A little before five everybody had gone, and I was alone in the sitting-room gazing out of the window and indulging in gloomy enough thoughts, when I heard the door behind me open. I turned with a sigh, expecting fresh complaints and demands from the old harridan. But there was Irma trying to smile at me. She was wearing a white negligée affair that made her look like a fragile lily. She walked with a firm step, but her face shocked me. It looked dead. The eyes open, were infinitely more ghastly than when I had laid her down with them closed. Mrs. Bleecker and the maid followed, buzzing around her. She seemed to have reached the limits of her patience with them.
"Let me be!" she said as sharply as I ever heard her speak. "I am perfectly well able to walk and to speak. Please go back to the bedroom. I have business to discuss with Mr. Enderby."

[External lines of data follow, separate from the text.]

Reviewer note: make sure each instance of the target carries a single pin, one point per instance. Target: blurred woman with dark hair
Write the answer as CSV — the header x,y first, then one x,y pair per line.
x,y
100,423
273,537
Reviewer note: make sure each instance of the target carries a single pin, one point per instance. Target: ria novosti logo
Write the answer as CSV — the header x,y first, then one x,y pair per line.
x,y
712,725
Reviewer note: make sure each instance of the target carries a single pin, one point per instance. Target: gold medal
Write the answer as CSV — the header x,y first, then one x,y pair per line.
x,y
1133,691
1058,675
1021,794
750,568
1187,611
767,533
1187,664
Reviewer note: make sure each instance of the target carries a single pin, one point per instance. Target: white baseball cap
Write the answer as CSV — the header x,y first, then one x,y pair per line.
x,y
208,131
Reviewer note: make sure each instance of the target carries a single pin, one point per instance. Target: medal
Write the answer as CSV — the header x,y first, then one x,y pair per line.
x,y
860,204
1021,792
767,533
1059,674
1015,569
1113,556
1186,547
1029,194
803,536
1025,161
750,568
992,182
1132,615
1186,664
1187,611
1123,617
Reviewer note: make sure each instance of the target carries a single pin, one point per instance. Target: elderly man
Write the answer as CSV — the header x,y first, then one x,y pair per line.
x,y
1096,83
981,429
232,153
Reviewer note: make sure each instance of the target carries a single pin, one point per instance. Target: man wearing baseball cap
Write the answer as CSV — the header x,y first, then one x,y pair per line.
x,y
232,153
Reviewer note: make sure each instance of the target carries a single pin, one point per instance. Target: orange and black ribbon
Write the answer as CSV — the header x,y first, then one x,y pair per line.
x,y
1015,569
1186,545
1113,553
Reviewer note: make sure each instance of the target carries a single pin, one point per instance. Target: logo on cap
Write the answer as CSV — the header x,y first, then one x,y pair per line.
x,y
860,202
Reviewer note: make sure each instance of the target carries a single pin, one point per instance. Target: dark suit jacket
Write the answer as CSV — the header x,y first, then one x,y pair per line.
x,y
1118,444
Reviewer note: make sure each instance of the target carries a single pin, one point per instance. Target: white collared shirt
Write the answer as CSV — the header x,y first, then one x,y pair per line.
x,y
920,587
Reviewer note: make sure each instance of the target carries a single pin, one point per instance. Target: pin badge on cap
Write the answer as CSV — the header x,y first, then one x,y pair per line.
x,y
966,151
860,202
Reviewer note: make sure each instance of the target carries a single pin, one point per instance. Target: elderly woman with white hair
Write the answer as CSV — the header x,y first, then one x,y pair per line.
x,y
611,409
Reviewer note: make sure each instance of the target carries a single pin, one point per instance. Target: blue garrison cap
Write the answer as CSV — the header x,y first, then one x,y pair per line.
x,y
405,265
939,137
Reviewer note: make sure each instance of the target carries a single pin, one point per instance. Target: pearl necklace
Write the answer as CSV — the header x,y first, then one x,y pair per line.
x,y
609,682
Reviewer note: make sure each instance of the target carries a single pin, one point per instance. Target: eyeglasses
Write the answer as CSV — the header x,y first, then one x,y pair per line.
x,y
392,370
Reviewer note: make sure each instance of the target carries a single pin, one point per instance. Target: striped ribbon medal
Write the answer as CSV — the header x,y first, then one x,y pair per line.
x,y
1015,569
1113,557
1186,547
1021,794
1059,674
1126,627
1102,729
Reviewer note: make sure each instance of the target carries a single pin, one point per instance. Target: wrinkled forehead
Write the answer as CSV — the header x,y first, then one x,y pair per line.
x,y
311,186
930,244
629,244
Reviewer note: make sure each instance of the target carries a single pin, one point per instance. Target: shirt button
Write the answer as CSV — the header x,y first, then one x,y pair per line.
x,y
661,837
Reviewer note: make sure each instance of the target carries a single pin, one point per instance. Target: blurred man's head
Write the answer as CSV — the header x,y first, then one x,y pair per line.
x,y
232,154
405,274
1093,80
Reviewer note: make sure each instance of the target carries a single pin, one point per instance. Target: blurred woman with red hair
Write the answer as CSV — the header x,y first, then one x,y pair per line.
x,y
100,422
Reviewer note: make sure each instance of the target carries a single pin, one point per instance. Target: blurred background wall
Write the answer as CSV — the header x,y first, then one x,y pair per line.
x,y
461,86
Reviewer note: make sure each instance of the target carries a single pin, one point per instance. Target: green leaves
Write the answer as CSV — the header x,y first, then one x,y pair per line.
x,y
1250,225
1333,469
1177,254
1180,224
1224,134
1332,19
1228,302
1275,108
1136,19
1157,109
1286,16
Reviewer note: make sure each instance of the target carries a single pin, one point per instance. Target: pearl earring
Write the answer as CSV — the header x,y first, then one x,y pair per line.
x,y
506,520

They retired, bearing me no love in their hearts.
"I must go away, quite by myself," she said, speaking at random. "Can you help me find a place, some place where nobody knows me? If I do not get away from these people they will drive me mad!"
"I will find you a place," I said.
"Perhaps I'd better not go alone," she said. "If I could only find the right kind of person. I'm so terribly alone. That nice girl you brought into the company, Miss Farrell, do you think she would go with me?"
There was something in this more painful than I can convey. "She'd jump at the chance," I said brusquely.
"You have been so good to me," she said.
"You can say that!" I said, astonished.
"Oh, I've not quite taken leave of my senses," she said bitterly. "If I had not known the truth, it would have been much worse."